If you don't count his voice acting in films like Hotel Transylvania, by most accounts, it has been a really long time since Adam Sandler has been a part of a great movie. Over the last year, Sandler has been pushing out films exclusively for Netflix as part of a four picture deal he and the streaming service worked out some time ago. And so far, the results haven't been great, at least in terms of quality. Though Netflix seems pretty happy with the viewership. His second Netflix original, The Do-Over has just hit Netflix in time for Memorial Day weekend, and it just might actually be worth your time, if you've had a couple of drinks already.
The Do-Over is the story of two old high school friends, Charlie McMillan (David Spade) and Max Kessler (Sandler), who haven't seen one another in a very long time and wind up reconneting at a high school reunion. Both are tired of the lives they are living, for wildly different reasons, and decide to fake their own deaths so they can start over, or rather Kessler decides for them without telling McMillan. A do over, if you will. They get two different identities, but as one might suspect, it doesn't all go according to plan and action-packed hijinks ensue.
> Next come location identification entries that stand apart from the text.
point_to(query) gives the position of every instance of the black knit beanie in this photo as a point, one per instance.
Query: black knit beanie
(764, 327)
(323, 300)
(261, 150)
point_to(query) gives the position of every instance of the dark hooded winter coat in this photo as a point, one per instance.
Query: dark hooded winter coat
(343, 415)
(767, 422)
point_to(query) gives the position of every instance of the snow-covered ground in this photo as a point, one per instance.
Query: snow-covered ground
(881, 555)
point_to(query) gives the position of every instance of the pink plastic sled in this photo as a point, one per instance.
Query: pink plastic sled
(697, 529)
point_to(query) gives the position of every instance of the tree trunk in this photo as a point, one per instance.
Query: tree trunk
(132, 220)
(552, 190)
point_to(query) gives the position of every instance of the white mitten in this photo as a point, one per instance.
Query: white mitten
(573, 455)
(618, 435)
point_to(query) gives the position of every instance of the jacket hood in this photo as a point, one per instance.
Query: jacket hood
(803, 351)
Director Steven Brill has worked with Sandler in the past on both Little Nicky and Mr. Deeds, one of which wasn't a bad movie, and he returned for the three-peat to direct The Do-Over. Ultimately, it probably won't help or hurt his career beyond cashing the paycheck Netflix handed him. The reason being that, despite a premise that for a few minutes feels like it might actually work, the movie simply isn't good. Which, given Sandler's recent track record, seemingly no matter who he's working with, may not be all that surprising.
The best moments of the film (and despite it being pretty bad overall, there are a few), take place mostly in the beginning, before the film really goes off the rails. And with some of the very under used talent, who for some reason signed on for the action comedy. Stand-Up comedian Natasha Leggero plays David Spade's wife, and for the very little screen time she has, she is as funny as anyone who is familiar with her would come to expect. Kathryn Hahn also shows up for a hot second, and nobody is going to blame her for the unfortunate and unimpressive comedy this wound up being.
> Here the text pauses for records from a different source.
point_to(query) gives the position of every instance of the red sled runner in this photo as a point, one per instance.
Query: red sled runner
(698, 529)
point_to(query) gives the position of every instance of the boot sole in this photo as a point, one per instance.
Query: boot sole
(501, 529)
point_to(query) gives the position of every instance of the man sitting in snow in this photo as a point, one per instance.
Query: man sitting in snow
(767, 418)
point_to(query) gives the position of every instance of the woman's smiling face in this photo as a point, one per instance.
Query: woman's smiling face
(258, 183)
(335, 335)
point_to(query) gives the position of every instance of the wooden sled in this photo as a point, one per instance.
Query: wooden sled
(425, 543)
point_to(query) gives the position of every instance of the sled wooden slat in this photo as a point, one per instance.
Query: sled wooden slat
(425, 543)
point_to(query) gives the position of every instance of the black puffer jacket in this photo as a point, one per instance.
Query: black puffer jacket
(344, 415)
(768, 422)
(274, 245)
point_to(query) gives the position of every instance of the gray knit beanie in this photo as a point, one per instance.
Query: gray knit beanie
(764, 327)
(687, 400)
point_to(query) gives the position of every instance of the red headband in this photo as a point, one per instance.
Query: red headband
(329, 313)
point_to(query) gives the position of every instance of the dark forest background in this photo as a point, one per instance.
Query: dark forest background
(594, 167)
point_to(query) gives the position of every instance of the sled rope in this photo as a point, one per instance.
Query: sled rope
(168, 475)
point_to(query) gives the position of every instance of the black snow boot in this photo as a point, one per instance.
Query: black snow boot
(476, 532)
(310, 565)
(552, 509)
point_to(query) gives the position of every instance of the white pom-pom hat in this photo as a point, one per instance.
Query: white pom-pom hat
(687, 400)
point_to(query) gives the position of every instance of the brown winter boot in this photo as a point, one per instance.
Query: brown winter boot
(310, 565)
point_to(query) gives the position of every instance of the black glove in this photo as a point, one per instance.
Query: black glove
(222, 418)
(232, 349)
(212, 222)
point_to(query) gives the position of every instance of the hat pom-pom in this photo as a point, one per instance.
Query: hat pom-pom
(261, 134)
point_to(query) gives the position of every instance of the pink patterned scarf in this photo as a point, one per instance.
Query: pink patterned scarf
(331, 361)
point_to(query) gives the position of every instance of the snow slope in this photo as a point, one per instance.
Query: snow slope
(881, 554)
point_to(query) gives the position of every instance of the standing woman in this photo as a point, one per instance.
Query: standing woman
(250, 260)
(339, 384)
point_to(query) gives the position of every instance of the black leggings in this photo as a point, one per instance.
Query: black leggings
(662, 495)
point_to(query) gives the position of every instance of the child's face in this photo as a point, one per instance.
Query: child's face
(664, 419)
Outside of the central cast, a lot of Happy Madison regulars make appearances such as Nick Swardson and Luiz Guzman. They neither help nor hurt the finished product. The main problem with The Do-Over is that it is mostly flat. It isn't egregiously bad like some of Adam Sandler movies have been accused of being and it certainly never rises above anything beyond a low brow chuckle. That isn't necessarily a bad thing. Sandler's best movies such as Happy Gilmore and Billy Madison were never anything more than the best version of low brow, so nobody should hold that aspect of the The Do-Over against Sandler, being that, at his comedic best, that was never off the table.
At the end of the day, it is sort of fitting that Netflix is putting this movie out on Memorial Day weekend. Many people will be partying and drinking this weekend and honestly, if you had a few drinks in you and popped this movie on with some friends and didn't take it too seriously, you just might laugh a few times. That is about as solid of a compliment anyone can pay The Do-Over. The best parts of this movie, like the best parts of Sandler's career, are the moments where we get to see him be serious ala Punch Drunk Love. Though, those moments are far too brief in this effort. The reason Netflix has this deal with Sandler, and the reason people keep going to see his movies, is because he is a guy we know still has something good in him. Or at least we hope so. We want to root for him, but it is getting more difficult with each bad movie. At least this one came with your regularly monthly subscription fee.